Errors include 1-based line numbers for easy debugging:

```
line 42: missing field 'composition'
line 108: 'pts' is not a number
line 203: palette entry missing 'luminance'
```

Display sets with `null` composition are skipped with a stderr warning rather than aborting, so partially malformed input can still produce output for the valid display sets.

---

## Notes

- **Timestamps** use a 90 kHz clock (standard for MPEG transport streams).
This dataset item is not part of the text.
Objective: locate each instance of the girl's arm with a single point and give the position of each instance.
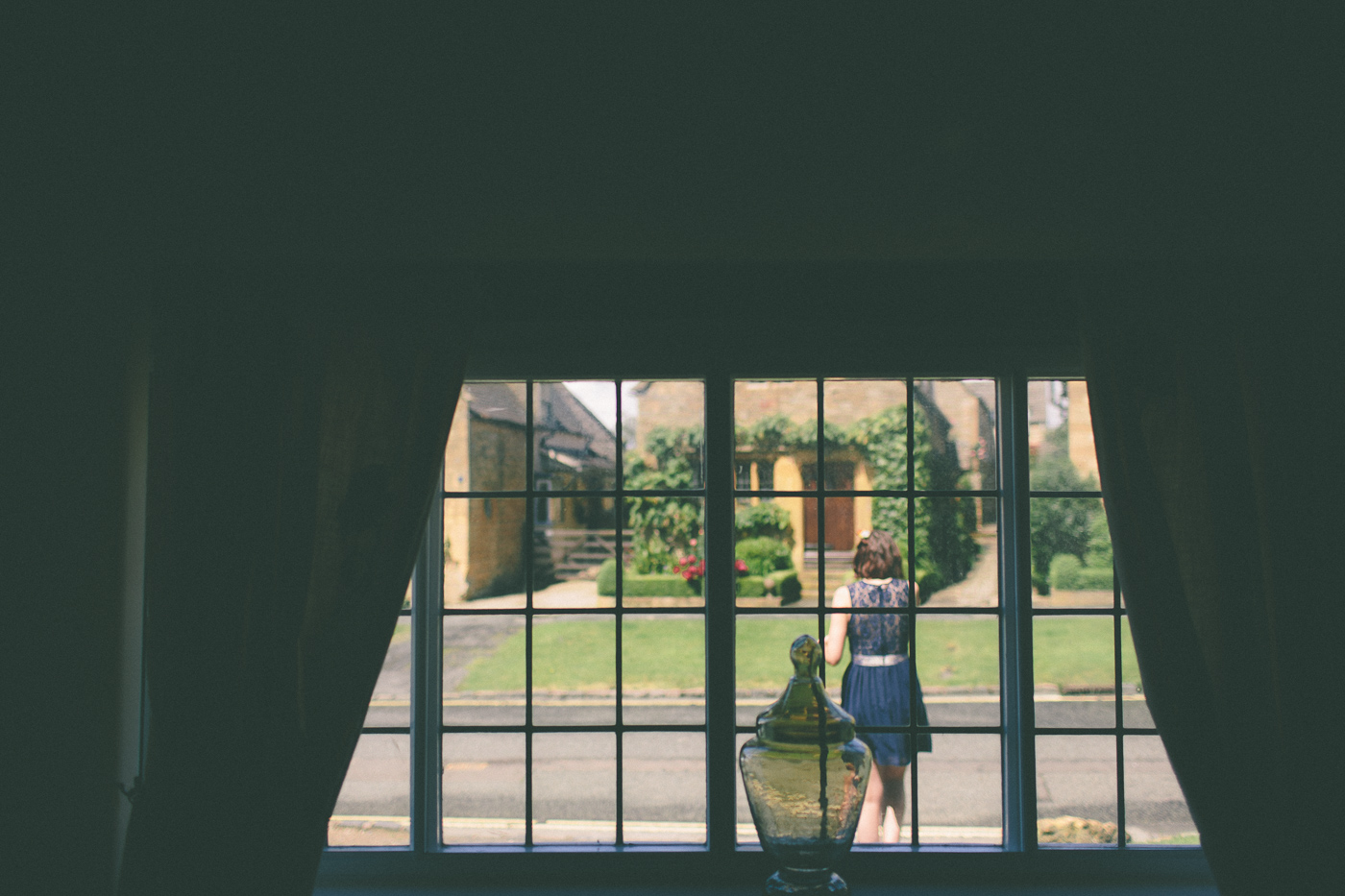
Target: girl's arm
(840, 624)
Divide by 90 to get milliseconds, or use the pre-computed `pts_ms` field.
- **Palette colors** are in YCrCb, not RGB. See the conversion formula above.
- **Up to 2 objects** can be shown simultaneously per composition (e.g., top and bottom subtitle lines), though the PGS spec supports up to 64 per epoch.
- **Normal-state display sets** with 0 composition objects are "clear screen" events — they signal that the previous subtitle should be removed.
- **Palette-only updates** (`palette_only: true`) change colors without replacing objects. The screen content changes appearance but the bitmap data stays the same.